Single-pion photoproduction in a model of higher baryon couplings

Abstract

Pion photoproduction off nucleons via s-channel resonances up to a total c.m. energy of ˜ 2 GeV, and also the electromagnetic decay widths of such resonances, are investigated in a recently proposed unified model of B̅ B_LP and B̅ B_LV couplings. In this phenomenological model, which uses the "quark" language only formally, the couplings BB_LP of baryon resonance (B_L) with pseudoscalar (P) mesons in broken SU(6)×O(3) are extended to incorporate electromagnetic interactions through "partial symmetry" for BB_LV couplings, together with the principle of vector-meson dominance. These supermultiplet L^P→0⁺ transitions are characterized by an empirical but relativistically invariant multiplying form factor, for which two different forms are considered. The calculated electromagnetic decay widths for the baryon resonances Y^*(1520) and Δ(1238) are in extremely good agreement with experiment. For the other resonances no direct experimental data are available, and comparison has been made with other contemporary analyses.
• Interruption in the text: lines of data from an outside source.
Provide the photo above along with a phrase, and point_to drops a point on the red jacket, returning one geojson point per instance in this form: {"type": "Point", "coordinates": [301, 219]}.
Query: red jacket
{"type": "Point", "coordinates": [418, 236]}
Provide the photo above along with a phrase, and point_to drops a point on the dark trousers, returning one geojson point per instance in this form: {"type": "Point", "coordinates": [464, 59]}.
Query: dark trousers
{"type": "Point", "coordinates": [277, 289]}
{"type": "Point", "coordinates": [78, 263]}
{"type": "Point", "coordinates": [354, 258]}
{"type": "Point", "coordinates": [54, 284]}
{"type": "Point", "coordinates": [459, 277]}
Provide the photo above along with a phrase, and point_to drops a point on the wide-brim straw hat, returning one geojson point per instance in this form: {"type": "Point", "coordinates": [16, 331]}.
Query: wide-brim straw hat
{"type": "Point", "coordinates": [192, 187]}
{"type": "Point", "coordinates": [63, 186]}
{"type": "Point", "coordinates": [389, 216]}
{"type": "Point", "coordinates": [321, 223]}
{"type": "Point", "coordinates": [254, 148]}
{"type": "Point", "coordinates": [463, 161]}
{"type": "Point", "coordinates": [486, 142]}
The results for the reactions γp→π⁰p, γp→π⁺n, and γn→π^-p are also presented with reference to the following types of data: (i) total cross sections, (ii) the angular distribution of the differential cross sections, (iii) the energy dependence of the cross sections at fixed angles (especially π=0, π), and (iv) recoilproton polarization. The agreement with the experimental data in all these respects is extremely good, thus suggesting that the direct s channel makes a large and dominant contribution to the amplitude in the intermediate-energy region. The only discrepancy lies in the forward direction for charge-exchange processes, where the t-channel pion pole is known to be important, yet a partial simulation of duality seems to be indicated by our results. Also, the qualitative features of pionic photoproduction are reasonably well reproduced by our model. The Moorhouse selection rule for spin quartet states and a "charge" selection rule proposed recently by Copley et al. are satisfied in the limit of m_ρ=m_ω in our model. The most prominent resonances turn out to be P₁₁, P₃₃, D₁₃, F₁₅, and F₃₇.